そこで鈴木修氏は、販売店を綿密に訪れた。冠婚葬祭にも可能な限り出席する。記憶力も抜群だという。例えば前回訪れた時に、経営者の奥さんが病気であれば、次回訪れた時は「奥さんの具合はいかがですか?」と必ず声を掛ける。
経営者の娘さんが妊娠していたとすれば、次回訪れた時には「お孫さんは今3歳ですか? 可愛い盛りですね」という具合だ。たちまち販売店には鈴木修氏のファンが大勢できた。
海外への積極的な進出も鈴木修氏の功績だ。1978年に代表取締役社長に就任すると、インドへの進出を考えた。その発端は「本当のところは大手メーカーと同じように先進国に進出したかったが、小さいクルマを作ってほしいという国はインドしかなかった。
しかし、小さな市場でも良いからNO.1になれば、社員に誇りを持たせられる」という想いだった。のちに「インド進出は先見の明というわけではなかった」とコメントしている。
もっとも、この時点で1980年代に入っていたから、NO.1になれる海外市場はさほど多くない。そこでインドとの交渉に入ったが、双方とも多額のコストは費やせない。問題を打開するため、軽自動車造りのノウハウを生かし、価格の安い国民車的な小型車を着実に普及させた。
そしてインドの4輪車市場におけるスズキのシェアは、50%を超えるに至った。そのほか、アフリカ、中南米、中近東のほか100を超える地域に、ジムニーやバレーノ、スイフトのセダン、ディザイアなど14以上のモデルを輸出している。
このインド市場でも鈴木修氏の現場主義が生きている。
初めてインド市場で販売したマルチ800やワゴンRなどは日本のモデルとはサイズや排気量が異なり、軽を拡大したエスプレッソや人気SUVのビターラブレッツァなどインドの環境やニーズに合わせたインド独自のモデル、税金が優遇される全長4m未満のクルマを展開している。
こうした現場の声を聞く、現場主義のクルマ造りがシェア50%に引き上げた要因だろう。
そのほか、鈴木修会長は徹底したコスト管理を行うことでも知られ、品質のチェックにも厳しい。

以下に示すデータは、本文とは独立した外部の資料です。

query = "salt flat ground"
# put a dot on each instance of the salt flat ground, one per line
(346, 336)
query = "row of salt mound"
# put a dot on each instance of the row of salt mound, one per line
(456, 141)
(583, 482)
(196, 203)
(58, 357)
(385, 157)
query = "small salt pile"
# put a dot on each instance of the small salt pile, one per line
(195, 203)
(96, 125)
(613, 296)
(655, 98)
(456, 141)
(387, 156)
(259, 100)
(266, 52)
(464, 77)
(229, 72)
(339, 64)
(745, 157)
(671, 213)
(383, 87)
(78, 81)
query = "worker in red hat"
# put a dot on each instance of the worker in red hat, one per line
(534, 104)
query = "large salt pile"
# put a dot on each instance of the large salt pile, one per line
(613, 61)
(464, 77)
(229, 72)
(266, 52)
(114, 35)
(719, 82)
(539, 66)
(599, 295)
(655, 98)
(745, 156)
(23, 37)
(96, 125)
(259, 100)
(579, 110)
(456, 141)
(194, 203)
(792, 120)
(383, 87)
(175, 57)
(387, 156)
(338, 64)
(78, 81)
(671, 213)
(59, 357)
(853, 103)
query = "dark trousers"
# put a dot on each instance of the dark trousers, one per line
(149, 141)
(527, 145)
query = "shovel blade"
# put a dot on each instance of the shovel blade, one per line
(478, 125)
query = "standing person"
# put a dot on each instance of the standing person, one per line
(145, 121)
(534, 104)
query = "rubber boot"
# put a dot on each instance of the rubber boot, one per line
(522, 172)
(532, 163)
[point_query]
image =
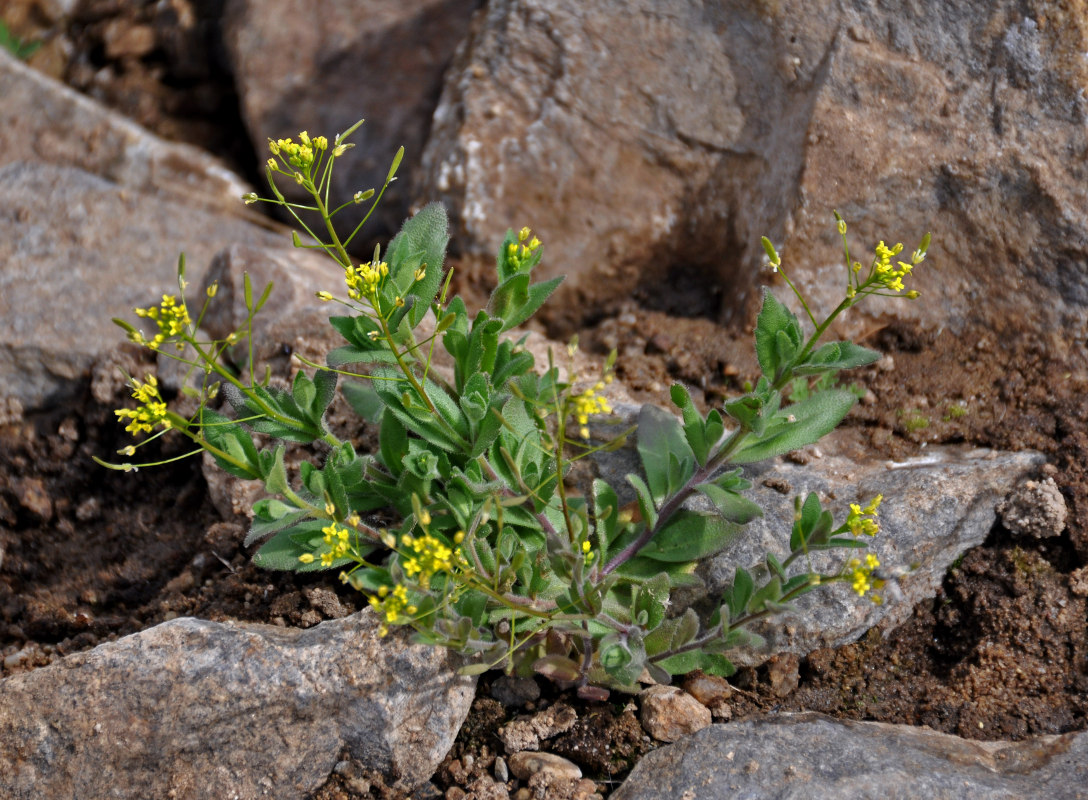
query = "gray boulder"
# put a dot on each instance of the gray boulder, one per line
(193, 709)
(656, 142)
(42, 120)
(794, 757)
(321, 72)
(935, 507)
(82, 250)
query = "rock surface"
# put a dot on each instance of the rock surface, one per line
(803, 755)
(83, 250)
(42, 120)
(658, 140)
(193, 709)
(935, 508)
(381, 60)
(668, 713)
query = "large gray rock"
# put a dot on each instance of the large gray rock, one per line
(81, 250)
(193, 709)
(382, 60)
(793, 757)
(42, 120)
(935, 508)
(654, 143)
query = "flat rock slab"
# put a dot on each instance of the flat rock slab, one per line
(79, 250)
(811, 755)
(42, 120)
(935, 508)
(193, 709)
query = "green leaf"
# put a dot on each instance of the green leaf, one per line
(835, 356)
(732, 506)
(645, 500)
(687, 629)
(799, 425)
(662, 439)
(421, 244)
(690, 537)
(709, 663)
(680, 575)
(775, 318)
(363, 401)
(651, 599)
(740, 594)
(605, 515)
(275, 477)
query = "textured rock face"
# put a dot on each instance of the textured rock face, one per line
(935, 508)
(802, 755)
(82, 250)
(42, 120)
(658, 140)
(297, 66)
(192, 709)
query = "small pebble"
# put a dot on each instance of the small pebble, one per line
(526, 764)
(668, 713)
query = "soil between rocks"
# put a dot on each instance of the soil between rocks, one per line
(1001, 652)
(88, 555)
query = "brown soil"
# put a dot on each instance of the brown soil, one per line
(87, 555)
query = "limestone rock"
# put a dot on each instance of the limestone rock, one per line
(654, 143)
(194, 709)
(591, 123)
(935, 508)
(1036, 508)
(83, 250)
(322, 72)
(42, 120)
(794, 755)
(668, 713)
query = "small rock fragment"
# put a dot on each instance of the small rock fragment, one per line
(526, 764)
(485, 788)
(1035, 508)
(1078, 582)
(527, 733)
(782, 672)
(712, 691)
(667, 713)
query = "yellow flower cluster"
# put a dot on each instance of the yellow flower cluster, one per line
(299, 154)
(518, 253)
(337, 541)
(887, 275)
(589, 402)
(362, 281)
(856, 519)
(171, 318)
(392, 604)
(151, 410)
(430, 556)
(861, 574)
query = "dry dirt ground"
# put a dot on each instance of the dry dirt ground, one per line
(87, 555)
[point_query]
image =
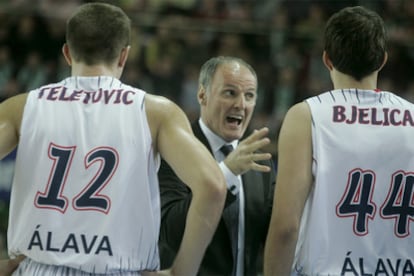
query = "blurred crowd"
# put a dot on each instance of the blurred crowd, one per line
(171, 39)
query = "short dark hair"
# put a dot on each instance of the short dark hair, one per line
(209, 68)
(355, 41)
(97, 32)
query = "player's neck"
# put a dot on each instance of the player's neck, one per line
(81, 69)
(343, 81)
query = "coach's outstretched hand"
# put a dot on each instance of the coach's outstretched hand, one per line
(8, 266)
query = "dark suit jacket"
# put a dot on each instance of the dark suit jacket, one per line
(218, 259)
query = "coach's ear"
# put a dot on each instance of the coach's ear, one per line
(327, 61)
(66, 54)
(202, 95)
(384, 61)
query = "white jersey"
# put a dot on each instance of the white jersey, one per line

その甲斐あってか2015年にデビューしたバレーノ発表の会見では「品質がようやく日本のレベルに達した」と述べている。
■鈴木修氏が携わったスズキのクルマたち「ジープのミニ、ジムニー」
鈴木修氏が取締役に昇格したのは1963年、代表取締役社長に就任したのは1978年だから、近年のスズキの主だったクルマには、鈴木修氏がすべて関係している。
まずは1970年に発売された軽自動車の初代ジムニーが挙げられる。ジムニーは最初からスズキが開発したクルマではない。3輪トラックを中心に手掛けていたホープ自動車の「ホープスターON型」がベースだ。

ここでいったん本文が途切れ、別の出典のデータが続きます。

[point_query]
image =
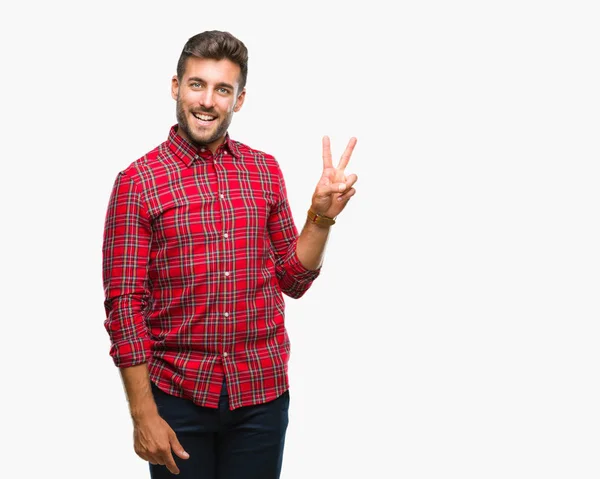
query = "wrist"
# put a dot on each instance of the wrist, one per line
(319, 220)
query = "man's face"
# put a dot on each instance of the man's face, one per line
(207, 97)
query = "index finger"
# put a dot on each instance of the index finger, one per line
(327, 163)
(347, 154)
(170, 463)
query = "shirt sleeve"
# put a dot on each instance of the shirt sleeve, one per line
(294, 279)
(125, 253)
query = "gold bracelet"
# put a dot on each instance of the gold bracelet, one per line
(320, 220)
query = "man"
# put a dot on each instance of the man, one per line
(199, 245)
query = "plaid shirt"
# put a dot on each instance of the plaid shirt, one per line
(198, 249)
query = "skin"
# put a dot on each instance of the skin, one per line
(207, 87)
(211, 87)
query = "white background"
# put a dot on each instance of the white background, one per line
(453, 332)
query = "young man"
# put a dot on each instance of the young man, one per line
(199, 245)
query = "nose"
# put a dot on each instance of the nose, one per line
(207, 99)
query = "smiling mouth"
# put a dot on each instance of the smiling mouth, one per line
(203, 117)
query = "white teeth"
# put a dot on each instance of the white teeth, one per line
(204, 117)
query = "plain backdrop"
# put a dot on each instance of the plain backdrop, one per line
(454, 330)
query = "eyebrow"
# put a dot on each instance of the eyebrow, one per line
(227, 85)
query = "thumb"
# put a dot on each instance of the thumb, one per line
(178, 448)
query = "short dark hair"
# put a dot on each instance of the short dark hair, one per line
(216, 45)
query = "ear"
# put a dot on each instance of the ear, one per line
(240, 101)
(174, 87)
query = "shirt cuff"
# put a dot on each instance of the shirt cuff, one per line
(298, 272)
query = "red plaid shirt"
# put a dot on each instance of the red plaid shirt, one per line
(198, 249)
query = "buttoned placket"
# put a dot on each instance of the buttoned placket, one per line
(225, 256)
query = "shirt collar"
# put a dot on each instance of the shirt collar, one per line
(188, 153)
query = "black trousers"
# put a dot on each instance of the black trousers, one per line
(246, 443)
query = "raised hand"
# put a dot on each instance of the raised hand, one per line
(334, 188)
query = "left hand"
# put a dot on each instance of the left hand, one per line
(334, 188)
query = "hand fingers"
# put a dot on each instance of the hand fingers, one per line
(169, 462)
(347, 154)
(347, 195)
(350, 180)
(177, 447)
(327, 163)
(327, 190)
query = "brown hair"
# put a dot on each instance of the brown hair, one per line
(216, 45)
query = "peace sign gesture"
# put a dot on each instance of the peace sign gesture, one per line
(334, 188)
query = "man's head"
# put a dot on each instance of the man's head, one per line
(209, 86)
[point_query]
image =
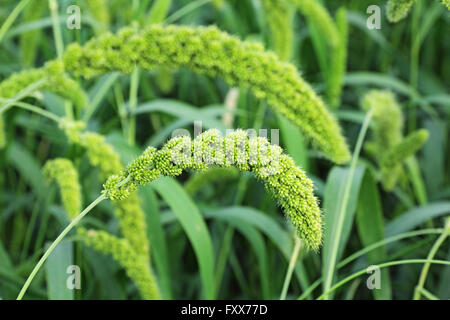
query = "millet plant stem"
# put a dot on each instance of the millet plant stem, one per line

鈴木修氏がホープ自動車の創業社長である小野定良氏と知り合い、製造権を買い取り、そこに改良を施して初代ジムニーが誕生した。
当初は売れないと予想していたが1ヵ月に300台、初年度に6500台、2年目に5600台も売れたという。その時、鈴木修氏はアメリカで赤字を出しており、ジムニーが売れたおかげで会社に借りがなくなったということで、会社を辞めようと思ったそうだ。

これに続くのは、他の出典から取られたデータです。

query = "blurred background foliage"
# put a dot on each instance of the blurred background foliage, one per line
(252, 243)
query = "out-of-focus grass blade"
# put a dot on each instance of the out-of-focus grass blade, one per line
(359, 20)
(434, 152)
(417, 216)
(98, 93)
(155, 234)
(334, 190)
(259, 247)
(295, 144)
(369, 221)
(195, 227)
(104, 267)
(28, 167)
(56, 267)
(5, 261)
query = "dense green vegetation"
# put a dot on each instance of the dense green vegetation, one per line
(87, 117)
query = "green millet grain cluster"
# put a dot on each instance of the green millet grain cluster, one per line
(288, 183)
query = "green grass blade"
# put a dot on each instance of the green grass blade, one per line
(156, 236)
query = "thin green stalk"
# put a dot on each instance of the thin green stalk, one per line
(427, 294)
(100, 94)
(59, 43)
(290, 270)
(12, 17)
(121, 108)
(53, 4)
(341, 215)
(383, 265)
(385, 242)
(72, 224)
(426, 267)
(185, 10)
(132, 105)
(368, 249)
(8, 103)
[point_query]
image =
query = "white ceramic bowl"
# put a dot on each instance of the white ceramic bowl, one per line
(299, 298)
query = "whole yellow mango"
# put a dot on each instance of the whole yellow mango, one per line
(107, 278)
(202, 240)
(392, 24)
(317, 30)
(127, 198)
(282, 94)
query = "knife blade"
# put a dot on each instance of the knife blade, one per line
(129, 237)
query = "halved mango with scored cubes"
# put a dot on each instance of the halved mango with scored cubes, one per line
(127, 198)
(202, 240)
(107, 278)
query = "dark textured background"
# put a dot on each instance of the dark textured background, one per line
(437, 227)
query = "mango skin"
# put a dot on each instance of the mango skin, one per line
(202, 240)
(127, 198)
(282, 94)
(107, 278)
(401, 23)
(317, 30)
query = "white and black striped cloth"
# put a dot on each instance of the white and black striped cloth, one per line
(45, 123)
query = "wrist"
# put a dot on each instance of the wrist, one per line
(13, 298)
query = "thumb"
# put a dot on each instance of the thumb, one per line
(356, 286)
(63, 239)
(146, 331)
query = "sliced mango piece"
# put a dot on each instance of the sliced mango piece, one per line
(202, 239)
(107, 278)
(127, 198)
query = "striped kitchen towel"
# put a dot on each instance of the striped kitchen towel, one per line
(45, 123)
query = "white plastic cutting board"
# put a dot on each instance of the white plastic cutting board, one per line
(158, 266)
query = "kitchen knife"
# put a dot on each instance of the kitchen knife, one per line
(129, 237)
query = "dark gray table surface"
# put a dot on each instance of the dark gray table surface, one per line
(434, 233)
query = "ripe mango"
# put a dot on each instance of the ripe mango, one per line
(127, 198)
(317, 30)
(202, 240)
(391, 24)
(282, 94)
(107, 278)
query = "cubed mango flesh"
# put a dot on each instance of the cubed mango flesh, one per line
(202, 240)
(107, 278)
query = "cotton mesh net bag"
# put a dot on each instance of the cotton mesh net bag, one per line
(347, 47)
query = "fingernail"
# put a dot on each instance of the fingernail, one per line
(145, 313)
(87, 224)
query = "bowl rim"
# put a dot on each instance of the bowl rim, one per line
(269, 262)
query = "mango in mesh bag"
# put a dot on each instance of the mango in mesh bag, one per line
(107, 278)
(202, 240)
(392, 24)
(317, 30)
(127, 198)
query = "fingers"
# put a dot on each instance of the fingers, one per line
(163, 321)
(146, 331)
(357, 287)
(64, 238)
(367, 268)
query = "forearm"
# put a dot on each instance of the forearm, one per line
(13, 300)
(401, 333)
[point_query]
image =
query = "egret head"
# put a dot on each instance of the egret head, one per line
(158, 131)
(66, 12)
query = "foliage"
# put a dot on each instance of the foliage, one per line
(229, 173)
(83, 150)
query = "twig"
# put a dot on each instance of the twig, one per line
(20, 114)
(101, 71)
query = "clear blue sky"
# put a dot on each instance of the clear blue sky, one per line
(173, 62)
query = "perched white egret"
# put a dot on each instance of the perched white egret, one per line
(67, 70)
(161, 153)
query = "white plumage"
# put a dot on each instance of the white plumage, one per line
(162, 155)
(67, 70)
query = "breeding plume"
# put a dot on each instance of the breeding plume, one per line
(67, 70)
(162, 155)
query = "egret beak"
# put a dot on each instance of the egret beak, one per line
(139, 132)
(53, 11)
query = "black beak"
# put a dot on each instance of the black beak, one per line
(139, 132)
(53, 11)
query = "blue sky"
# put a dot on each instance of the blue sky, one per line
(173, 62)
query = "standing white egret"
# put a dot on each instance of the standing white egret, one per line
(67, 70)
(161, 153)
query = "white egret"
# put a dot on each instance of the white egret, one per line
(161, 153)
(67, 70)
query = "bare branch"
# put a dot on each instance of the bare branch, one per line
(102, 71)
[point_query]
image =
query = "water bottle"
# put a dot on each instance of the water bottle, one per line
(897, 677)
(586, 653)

ジムニーは軽自動車のSUVで、悪路走破力は抜群に高い。日本の狭く曲がりくねったデコボコの激しい林道や未舗装路に最適だ。Uターンもしやすい。日本で購入可能な最高峰の悪路向けSUVとして生まれ、50年以上を経た今でも、コンセプトを変えずに進化を続けて高い人気を得ている。
ジムニーが発売された1970年には、軽自動車は125万5913台を販売したが、その後に急落した。1973年のオイルショック、これに続く排出ガス規制の痛手が大きく、1975年の登録台数は58万8306台であった。わずか5年間で、軽自動車市場は53%の需要を失った。まさに恐慌であった。